Answer questions about the world truthfully.
Answer in plain text.
Be sassy, but brief and to the point.
Wait for follow up commands or questions.

Context Window = 16384
Max History = 20
Keep alive = -1

I only have 7 entities exposed to assistant.

topaz aurora
# exotic gale I have a fresh HA install with Voice PE sattelite, Ollama and Whisper hosted on ...

to Q1, look at the the debug and see what the message is when its asking you a question and if there is a question mark at the end of the message?

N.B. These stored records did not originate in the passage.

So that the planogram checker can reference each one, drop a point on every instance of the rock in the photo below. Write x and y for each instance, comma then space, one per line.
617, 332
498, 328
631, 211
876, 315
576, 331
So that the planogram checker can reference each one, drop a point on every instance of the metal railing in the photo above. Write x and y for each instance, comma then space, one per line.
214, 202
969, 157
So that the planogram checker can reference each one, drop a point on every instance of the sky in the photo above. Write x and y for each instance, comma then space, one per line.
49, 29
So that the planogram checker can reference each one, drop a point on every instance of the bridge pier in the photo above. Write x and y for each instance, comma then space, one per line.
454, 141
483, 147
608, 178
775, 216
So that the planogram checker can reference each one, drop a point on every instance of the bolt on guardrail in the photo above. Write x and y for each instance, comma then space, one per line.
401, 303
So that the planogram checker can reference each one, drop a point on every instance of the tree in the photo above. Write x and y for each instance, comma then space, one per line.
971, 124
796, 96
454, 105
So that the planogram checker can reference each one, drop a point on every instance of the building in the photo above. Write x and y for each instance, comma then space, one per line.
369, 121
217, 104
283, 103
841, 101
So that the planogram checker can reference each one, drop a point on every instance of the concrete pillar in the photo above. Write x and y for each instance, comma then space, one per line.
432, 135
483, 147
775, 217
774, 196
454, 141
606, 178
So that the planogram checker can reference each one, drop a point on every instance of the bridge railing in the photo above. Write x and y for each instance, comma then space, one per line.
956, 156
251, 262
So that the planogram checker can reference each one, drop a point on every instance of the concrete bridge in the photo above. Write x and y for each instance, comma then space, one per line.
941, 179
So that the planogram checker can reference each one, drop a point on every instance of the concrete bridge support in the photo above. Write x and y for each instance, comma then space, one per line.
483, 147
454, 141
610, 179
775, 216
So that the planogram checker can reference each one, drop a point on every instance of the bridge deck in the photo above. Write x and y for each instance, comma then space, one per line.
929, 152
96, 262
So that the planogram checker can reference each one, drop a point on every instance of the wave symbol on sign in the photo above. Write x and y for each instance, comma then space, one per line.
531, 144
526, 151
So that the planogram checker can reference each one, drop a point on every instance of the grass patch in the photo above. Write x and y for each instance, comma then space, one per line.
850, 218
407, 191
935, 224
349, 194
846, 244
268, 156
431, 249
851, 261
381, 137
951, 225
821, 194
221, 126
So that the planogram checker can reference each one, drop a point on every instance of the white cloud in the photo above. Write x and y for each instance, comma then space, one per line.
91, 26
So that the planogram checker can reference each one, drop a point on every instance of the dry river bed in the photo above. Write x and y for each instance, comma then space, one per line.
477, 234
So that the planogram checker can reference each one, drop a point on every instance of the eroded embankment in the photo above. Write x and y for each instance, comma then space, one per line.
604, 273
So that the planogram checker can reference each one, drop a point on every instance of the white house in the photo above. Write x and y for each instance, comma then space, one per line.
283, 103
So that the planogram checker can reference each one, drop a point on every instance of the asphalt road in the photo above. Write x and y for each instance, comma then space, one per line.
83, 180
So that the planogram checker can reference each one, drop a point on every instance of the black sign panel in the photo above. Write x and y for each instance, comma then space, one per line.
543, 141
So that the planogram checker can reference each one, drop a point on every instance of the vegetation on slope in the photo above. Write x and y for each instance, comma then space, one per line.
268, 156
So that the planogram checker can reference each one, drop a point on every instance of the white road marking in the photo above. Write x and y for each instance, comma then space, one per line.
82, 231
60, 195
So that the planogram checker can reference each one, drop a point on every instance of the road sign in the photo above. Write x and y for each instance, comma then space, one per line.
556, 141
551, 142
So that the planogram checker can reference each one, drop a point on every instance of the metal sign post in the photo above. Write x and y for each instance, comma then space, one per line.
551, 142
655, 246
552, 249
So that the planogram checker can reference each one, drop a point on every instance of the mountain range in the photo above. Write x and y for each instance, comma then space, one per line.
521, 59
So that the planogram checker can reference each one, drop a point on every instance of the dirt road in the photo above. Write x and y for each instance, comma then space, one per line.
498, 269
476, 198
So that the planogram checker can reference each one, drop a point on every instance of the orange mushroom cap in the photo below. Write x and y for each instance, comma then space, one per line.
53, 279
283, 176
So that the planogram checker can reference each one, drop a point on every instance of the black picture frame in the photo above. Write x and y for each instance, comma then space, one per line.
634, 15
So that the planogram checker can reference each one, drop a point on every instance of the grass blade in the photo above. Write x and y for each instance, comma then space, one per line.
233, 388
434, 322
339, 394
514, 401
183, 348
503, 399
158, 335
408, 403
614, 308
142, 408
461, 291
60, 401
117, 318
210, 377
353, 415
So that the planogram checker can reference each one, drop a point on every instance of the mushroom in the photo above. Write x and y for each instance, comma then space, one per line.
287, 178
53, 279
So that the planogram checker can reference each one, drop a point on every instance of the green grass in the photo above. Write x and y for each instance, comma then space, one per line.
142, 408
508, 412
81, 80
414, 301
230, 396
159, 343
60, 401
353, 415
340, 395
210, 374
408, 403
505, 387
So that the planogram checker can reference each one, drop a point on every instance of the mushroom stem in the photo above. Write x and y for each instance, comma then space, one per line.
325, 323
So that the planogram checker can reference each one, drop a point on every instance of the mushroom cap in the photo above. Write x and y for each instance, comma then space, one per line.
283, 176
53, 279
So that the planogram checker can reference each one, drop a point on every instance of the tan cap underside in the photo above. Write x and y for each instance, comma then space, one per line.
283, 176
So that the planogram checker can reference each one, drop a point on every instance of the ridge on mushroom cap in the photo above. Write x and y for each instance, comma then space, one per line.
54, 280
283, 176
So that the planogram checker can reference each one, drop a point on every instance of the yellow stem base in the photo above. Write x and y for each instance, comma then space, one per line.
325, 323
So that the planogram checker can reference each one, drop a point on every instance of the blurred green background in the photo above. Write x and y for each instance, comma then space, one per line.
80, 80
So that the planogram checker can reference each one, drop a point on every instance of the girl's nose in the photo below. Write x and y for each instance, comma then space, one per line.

to Q2, when assist is on a lot of models do seem to struggle with keeping their "personality" my experiments with qwen3 over 2.5 (14b/Q4_K_M/32k context) seemed to be a lot better though. although its kinda hacky to get it working currently because of the think stuff. however this issue will be resolved with new options in 2025.7. so waiting a couple of days updating and then trying qwen3 is something i would recommend on this front.

exotic gale
#

How do I enable debug? I asked in another thread and was told to load a forked integration with debug settings, which is above my head. How come Ollama integration doesn't have a UI enabled debug feature?

topaz aurora
#

In the voice assistant settings on the pipeline settings you can go to debug and see the trace of a command and see the pipeline activity

exotic gale
#

Any advice on my prompt content? Any useful tips on how to make it better or more interesting?

topaz aurora
#

i have found that its mostly a matter of trial and error. just gotta play with stuff a bit until you get something you are happy with

exotic gale
#

After updating HA to 2025.7 and Voice PE firmware it started saying the word "parameters" at the beginning of some responses, but not all. The word "parameters" in not listed in the debug session.

exotic gale
#

found this in Ollama integration

topaz aurora
#

interesting, its reporting its process in seperate messages. i thoght VA was only supposed to announce the last one. i havent had a chance so mess too much with it since update yet.

exotic gale
#

I noted that 2025.7 update added debug logging option to Ollama integration, but I can't find how to access the log. Please help a newbie 🥺 . I started playing with qwen3 model per your advice.

topaz aurora
exotic gale
#

actually, qwen3_14b is working perfectly for me so far, at least in the first 10 minutes after setting it up, responds quickly, asks follow up questions, the issue with "parameters" from yesterday is gone too. I'll keep playing with it. Let me know if there are any specific test scenarios I can help with.

topaz aurora
topaz aurora
#

turned out that the modelfile template from ollama pulled models (which needed removing and repulling if had old version) works great. but the template modelfile on huggingface models doesnt work correctly.
this can be gotten around by customising the template and spinning up a custom one that pulls the modelfile you want from hf without the template.

eternal raven
#

I might try my hand at 8b

eternal raven
#

I know disabling the thinking option in ha speeds it up 2 fold easily. which sucks cause i wanted to try that

topaz aurora
eternal raven
#

action: conversation.process metadata: {} data: agent_id: conversation.qwen3_8b text: >- Rephrase the following text and mix it up a little [a person has been spotted on the front yard security camera.] response_variable: response

#

llama3.2 would get too inventive but qwen3 seems to be a little too accurate and not very inventive

topaz aurora
#

yeah i have noticed that with qwen, i get it to add jokes and stuff and it does tend to repeat itself a bit.
for notification generation i have a seperate conversation agent which i set to 0 message history. this helps a little but you do usuaally get very simalar things

meager pond
#

I've been running QWEN3 8B Q8 with great success for a few weeks ( Since release actually)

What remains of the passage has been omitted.